Hitchhiker’s Guide to Analytics — Truth

The truth, the whole truth, and the Single Source of Truth

Greg Anderson
Creative Analytics
Published in
6 min readJun 20, 2017

--

I wish Prak were around.

I mean, not really. He was pretty annoying most of the time, especially if you happened to mention frogs. Or Arthur Dent.

Prak is (or was, or will be, or wiollen haven been) the source of truth. Terribly useful chap to have around, when you can get to him.

We’ll talk about Prak next time.

Truth

If you’ve been following my recent articles, you’ve seen me circling the idea of just how far data can be trusted. I’ve been edging constantly inward, trying to find a useful thesis on how data reliability is defined or determined.

If you haven’t been following my work, what are you doing with your life?

You’ve been arguing with the Nutri-Matic again, haven’t you?

It started when I drew what I thought were noteworthy parallels between the pervasiveness of data in our society and the presence of the Force to the Jedi.

After I got back from that galaxy far, far away, I plugged back into the Matrix, digging through its code to find the bottom of the proverbial rabbit hole.

I took the question “Why do we trust the data?” and ran with it.

It seemed like an interesting line of thinking to pursue. There’s certainly been a lot of thought dedicated to it and no shortage of opinions about it.

As it so happens, the concept of data reliability isn’t as well-defined as you might think. It’s not really a line of thinking so much as a neo-Gordian knot woven from nihilism and carbon nanotube Moebius strips.

Your earbud cables and power cords can’t scare me now

In a higher dimension of which we know nothing, the mighty king Alexander bellows with rage, but that’s not important now. He’s just bitter because he knows that cutting the original knot was a punk move.

Single Source of Truth

If you want to claim that your analytic solution or report is correct, you will need one of two things: a trusted data source for comparison or a complete and utter lack of any such thing.

When multiple data sources exist (and they will), you will need to address variances between them. Your phone displays a different time than your computer. Your license says that you’re 25 pounds lighter than that lying scale at the gym. Your bank statement has a different balance than your checkbook.

Bigger data sets mean bigger variances. The POS terminal software says you made $2.13 million in floor sales last quarter, but the nightly receipt batches add up to $2.09 million.

When you have multiple systems, one of them will usually be declared the single source of truth (SSOT). Which one? Usually the most annoying one. But after some amount of discussion and argument and negotiation, one data source among many will be declared to be ‘correct’.

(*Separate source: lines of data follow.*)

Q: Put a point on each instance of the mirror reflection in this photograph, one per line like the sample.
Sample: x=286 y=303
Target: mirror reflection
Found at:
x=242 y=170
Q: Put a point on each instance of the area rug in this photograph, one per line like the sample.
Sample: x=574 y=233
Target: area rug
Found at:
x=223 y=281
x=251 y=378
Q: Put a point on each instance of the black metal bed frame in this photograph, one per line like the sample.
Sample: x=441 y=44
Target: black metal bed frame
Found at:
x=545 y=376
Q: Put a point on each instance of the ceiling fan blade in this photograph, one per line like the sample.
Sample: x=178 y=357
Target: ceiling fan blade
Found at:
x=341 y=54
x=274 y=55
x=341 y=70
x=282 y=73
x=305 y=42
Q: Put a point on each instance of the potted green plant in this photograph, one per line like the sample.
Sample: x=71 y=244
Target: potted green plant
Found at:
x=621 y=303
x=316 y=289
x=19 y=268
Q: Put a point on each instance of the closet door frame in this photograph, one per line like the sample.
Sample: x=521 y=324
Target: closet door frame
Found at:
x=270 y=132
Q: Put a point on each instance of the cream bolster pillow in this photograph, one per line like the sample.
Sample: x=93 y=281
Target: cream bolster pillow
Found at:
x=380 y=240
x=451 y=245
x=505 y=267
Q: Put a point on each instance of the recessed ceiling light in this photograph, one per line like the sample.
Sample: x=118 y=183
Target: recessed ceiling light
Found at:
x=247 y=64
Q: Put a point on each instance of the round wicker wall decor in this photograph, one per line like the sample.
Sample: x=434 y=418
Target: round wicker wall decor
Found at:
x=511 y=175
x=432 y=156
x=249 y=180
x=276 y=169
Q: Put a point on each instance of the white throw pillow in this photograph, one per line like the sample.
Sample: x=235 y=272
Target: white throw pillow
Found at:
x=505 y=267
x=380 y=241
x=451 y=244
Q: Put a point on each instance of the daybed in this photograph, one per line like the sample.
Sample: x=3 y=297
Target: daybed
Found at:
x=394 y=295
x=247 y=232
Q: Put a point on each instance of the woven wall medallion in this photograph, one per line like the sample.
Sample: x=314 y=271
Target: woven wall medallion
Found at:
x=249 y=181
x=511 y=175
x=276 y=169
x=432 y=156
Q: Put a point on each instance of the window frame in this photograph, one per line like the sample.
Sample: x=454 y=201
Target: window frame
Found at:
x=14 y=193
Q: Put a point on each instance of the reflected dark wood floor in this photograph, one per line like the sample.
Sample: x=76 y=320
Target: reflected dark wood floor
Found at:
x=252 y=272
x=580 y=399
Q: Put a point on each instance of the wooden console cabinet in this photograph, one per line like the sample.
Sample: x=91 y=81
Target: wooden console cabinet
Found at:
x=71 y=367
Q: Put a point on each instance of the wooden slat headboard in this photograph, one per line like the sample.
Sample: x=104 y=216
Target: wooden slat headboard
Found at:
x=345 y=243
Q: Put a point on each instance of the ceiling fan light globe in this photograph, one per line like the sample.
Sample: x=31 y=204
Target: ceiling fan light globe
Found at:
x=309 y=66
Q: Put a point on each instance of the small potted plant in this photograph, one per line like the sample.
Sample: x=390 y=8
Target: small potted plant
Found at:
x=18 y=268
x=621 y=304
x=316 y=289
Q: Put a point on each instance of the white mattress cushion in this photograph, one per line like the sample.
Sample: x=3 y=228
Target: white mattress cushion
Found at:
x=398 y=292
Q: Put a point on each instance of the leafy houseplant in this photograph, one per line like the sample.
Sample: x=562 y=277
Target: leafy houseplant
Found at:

You might also hear about multiple versions of truth (MVOT), a newer entry in the buzzword lexicon. It acknowledges the simple fact that separate systems, tracking the same data, using the same logic, can report different results.

But what if there is no single source of truth?

Work quickly. Do your job properly, document your logic, and get it published.

If no one can identify a single source of truth, create it.

Just make sure you know what you’re doing. And be ready to justify it.

Back to the Guide

The owners of Megadodo Publishing faced a similar conundrum with the Hitchhiker’s Guide to the Galaxy. Even putting aside the constant complaints from the publishers of the Encyclopedia Galactica, the universe is a big place. Things change. People change. Sometimes, things change into people.

Guide reporters are also notoriously lazy, but they’re nothing compared to the editors. Updates are sent through without review, forgotten entirely, or made up on the spot. They have deadlines to keep, after all.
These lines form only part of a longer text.